Quand on est une famille queer, on apprend très vite un truc :

faire un enfant, ce n’est pas juste construire une famille.

C’est aussi choisir dans quel monde on le fait grandir.

Parce que soyons honnêtes : nos enfants arrivent dans une société encore très hétéro et très normée.

Et notre entourage ? Il n’est pas toujours prêt.

Parfois oui… parfois pas du tout.

Et parfois le plus violent, c’est le fameux :

“Moi je suis contre… mais pour toi, ça va.” Merci, mais non merci.

Alors moi, je crois à la famille choisie.

Pas juste en théorie. En vrai.

Les parrains, marraines ? Pourquoi s’arrêter à deux ?

Un parrain, trois marraines, une “parraine”, zéro baptême, baptême laïc… faites ce que vous voulez.

Le but, c’est pas la tradition.

Le but, c’est : qui sera là pour aimer et protéger cet enfant ?

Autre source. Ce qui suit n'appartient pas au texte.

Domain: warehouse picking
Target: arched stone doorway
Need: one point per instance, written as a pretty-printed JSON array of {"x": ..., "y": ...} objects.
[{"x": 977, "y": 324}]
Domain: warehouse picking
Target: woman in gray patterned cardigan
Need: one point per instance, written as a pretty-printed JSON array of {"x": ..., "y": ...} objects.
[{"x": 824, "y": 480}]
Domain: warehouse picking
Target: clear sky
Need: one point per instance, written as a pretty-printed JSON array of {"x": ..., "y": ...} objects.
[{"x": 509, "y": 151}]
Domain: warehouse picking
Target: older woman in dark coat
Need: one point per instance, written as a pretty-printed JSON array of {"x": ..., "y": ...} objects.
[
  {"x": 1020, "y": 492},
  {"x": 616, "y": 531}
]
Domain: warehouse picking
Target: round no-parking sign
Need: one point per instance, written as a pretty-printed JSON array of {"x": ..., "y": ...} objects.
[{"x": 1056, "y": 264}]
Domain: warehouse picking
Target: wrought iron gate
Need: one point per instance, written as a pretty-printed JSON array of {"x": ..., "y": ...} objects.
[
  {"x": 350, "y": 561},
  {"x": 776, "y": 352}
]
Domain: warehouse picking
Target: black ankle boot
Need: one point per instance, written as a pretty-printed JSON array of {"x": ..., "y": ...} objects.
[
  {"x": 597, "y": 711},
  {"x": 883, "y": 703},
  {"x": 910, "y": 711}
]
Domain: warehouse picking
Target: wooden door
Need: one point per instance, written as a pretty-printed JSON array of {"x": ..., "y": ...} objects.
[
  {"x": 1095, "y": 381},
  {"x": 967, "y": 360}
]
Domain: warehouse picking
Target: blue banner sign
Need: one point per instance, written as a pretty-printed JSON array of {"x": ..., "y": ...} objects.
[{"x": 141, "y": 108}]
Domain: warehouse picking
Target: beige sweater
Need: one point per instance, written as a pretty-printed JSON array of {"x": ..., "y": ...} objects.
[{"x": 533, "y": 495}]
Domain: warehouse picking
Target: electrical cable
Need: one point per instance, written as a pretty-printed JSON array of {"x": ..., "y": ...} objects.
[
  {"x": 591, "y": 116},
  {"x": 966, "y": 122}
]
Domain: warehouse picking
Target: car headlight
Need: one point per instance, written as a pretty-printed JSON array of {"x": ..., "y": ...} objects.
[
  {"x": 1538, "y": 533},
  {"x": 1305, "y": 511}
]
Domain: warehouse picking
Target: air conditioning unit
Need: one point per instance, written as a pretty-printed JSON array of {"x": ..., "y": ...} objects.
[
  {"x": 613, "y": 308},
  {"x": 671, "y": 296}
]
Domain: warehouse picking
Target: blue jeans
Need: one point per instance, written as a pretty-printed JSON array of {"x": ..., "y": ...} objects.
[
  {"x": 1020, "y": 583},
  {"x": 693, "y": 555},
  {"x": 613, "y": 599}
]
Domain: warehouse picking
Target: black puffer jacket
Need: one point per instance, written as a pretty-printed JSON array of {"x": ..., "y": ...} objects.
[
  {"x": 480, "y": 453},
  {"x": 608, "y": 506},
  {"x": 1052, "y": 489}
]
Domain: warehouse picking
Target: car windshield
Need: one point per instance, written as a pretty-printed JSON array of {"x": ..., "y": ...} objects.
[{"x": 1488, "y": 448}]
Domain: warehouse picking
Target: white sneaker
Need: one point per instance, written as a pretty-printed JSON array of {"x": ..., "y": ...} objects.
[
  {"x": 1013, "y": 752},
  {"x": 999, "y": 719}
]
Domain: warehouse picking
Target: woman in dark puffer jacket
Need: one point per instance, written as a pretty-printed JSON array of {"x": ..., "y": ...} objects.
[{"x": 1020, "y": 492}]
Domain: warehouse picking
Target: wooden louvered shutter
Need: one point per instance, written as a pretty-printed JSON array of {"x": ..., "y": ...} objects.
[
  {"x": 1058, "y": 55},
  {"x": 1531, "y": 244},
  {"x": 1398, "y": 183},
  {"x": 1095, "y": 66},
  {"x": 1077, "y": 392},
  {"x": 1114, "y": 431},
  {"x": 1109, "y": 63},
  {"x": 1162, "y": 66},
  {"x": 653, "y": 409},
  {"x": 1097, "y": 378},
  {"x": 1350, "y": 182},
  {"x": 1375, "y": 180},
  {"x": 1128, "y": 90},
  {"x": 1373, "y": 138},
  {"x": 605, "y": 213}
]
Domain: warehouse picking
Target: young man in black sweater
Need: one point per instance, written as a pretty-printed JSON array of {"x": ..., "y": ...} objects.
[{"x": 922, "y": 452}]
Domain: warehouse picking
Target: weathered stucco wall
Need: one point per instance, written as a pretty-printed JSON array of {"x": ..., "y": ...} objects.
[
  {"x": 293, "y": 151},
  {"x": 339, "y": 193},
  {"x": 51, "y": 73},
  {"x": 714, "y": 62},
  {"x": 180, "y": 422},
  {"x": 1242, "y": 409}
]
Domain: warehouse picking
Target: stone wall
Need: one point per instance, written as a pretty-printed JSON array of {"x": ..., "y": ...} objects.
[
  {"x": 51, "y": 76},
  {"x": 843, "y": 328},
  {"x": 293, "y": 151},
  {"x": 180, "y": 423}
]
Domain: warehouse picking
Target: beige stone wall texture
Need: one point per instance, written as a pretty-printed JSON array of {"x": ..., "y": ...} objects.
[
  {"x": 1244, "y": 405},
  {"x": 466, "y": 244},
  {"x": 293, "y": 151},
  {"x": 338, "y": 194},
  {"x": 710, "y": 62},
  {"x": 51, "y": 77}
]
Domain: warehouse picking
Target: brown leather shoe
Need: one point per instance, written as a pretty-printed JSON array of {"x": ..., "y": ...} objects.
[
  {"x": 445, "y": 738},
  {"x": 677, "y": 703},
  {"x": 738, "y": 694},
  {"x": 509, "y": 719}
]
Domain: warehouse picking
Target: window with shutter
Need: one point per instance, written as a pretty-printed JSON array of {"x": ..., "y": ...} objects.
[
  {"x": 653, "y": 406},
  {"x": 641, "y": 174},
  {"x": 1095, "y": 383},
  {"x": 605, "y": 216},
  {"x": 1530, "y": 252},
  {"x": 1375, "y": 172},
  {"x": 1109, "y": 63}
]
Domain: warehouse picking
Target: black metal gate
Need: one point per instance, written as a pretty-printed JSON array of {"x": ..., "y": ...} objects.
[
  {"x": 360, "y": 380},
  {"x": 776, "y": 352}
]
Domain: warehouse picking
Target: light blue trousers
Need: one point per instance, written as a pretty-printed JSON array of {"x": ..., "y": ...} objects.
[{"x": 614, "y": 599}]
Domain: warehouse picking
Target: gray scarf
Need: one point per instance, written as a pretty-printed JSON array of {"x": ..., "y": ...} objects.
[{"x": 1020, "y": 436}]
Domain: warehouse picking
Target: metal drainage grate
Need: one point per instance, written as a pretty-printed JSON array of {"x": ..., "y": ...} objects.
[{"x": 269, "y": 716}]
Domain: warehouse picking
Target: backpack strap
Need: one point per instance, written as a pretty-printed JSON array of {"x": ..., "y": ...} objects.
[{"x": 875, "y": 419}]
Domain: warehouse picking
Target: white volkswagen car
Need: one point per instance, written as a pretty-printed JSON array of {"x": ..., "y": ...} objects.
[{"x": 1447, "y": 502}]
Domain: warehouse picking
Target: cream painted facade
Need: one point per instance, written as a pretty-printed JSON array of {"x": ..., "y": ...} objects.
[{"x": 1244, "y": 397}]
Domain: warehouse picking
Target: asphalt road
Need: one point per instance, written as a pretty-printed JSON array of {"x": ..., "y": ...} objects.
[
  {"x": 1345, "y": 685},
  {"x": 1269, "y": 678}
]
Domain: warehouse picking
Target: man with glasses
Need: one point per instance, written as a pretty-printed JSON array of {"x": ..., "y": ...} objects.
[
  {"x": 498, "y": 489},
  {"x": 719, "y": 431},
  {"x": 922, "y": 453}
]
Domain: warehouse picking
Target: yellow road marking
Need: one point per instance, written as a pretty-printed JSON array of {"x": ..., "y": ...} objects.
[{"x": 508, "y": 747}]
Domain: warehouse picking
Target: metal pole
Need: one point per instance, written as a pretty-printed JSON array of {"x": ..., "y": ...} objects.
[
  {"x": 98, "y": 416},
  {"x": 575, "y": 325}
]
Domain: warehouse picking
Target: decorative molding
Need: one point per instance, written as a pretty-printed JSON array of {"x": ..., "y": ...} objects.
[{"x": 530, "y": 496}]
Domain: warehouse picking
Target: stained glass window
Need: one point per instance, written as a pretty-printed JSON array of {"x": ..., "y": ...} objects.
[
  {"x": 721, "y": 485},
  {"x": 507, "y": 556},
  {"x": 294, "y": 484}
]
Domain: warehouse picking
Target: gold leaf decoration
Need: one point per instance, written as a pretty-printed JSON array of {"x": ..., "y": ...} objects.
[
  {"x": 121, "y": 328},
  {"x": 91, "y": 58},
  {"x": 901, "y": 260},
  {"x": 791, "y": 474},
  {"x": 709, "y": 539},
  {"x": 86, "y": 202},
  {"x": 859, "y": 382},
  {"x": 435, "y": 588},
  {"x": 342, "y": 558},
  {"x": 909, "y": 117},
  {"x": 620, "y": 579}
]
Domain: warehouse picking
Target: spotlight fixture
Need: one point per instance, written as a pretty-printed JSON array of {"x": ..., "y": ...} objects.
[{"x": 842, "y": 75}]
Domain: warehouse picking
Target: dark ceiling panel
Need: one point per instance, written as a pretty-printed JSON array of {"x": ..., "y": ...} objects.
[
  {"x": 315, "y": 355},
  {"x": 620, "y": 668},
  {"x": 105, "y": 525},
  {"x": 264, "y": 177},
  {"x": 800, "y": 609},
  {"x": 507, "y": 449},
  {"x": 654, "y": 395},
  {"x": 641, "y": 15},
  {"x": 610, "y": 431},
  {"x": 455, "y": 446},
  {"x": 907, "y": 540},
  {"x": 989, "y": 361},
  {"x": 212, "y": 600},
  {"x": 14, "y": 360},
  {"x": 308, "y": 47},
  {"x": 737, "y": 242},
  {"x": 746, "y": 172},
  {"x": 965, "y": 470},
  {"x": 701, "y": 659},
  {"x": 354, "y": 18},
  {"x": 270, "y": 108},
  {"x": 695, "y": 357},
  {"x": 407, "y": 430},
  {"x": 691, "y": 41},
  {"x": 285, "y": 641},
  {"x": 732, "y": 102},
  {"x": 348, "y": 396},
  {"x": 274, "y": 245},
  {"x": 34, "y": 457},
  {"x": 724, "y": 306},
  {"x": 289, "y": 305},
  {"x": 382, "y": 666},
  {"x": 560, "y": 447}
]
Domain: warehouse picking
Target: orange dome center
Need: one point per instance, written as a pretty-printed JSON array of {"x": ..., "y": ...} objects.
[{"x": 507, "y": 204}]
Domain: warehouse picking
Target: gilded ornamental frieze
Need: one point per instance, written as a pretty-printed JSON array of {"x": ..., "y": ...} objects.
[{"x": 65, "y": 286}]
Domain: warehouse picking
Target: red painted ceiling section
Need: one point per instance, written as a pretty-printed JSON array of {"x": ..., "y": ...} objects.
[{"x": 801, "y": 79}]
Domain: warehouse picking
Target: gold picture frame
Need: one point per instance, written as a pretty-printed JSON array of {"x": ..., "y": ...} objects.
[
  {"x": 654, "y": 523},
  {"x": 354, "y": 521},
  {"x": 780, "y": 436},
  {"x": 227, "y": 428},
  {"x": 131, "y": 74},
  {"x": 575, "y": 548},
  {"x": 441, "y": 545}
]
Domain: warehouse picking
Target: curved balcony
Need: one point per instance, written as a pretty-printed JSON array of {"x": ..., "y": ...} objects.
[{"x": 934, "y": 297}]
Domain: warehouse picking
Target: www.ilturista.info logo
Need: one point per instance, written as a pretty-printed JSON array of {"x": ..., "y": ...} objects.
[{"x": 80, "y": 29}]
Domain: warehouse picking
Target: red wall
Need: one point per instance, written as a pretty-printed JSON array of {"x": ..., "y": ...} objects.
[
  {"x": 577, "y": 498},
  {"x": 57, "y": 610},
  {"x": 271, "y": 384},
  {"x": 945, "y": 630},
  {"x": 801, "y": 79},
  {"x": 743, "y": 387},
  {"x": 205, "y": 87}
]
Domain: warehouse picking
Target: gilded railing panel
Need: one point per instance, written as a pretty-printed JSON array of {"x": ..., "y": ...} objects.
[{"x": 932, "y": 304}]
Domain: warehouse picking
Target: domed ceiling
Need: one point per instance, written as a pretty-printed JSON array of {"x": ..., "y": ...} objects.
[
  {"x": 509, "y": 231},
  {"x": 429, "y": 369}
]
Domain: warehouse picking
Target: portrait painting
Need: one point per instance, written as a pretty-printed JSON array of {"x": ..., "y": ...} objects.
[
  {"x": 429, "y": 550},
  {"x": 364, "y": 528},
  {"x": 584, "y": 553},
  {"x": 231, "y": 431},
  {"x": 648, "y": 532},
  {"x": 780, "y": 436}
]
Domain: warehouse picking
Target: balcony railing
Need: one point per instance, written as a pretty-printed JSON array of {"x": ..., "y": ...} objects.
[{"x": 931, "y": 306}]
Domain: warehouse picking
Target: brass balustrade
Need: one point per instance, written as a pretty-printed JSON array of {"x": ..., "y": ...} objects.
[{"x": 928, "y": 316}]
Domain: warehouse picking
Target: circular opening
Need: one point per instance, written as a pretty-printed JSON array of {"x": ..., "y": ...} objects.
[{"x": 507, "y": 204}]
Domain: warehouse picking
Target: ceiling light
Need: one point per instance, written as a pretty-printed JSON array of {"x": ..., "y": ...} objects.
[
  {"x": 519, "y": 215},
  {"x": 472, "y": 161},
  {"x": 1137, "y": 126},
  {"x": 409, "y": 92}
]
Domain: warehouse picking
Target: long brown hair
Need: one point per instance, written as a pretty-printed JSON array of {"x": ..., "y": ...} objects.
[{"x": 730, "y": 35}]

Et pareil pour les grands-parents.

Oui, on peut aussi choisir ses grands-parents de cœur.

Mes filles ont deux grands-mères… et une troisième, qu’elles voient toutes les semaines. Pas par le sang. Par l’amour.

Et franchement, pourquoi continuer à subir des Noëls avec des gens qui lâchent des remarques homophobes, racistes ou grossophobes entre la bûche et le champagne ?

Pourquoi s’infliger ça… au nom de la famille ?

Écarter certaines personnes, ce n’est pas détruire une famille.

C’est faire de la place pour une meilleure.

Et le message qu’on transmet à nos enfants, il est immense :

ta famille est belle, elle mérite le respect, et tu n’as jamais à garder dans ta vie des gens qui te blessent.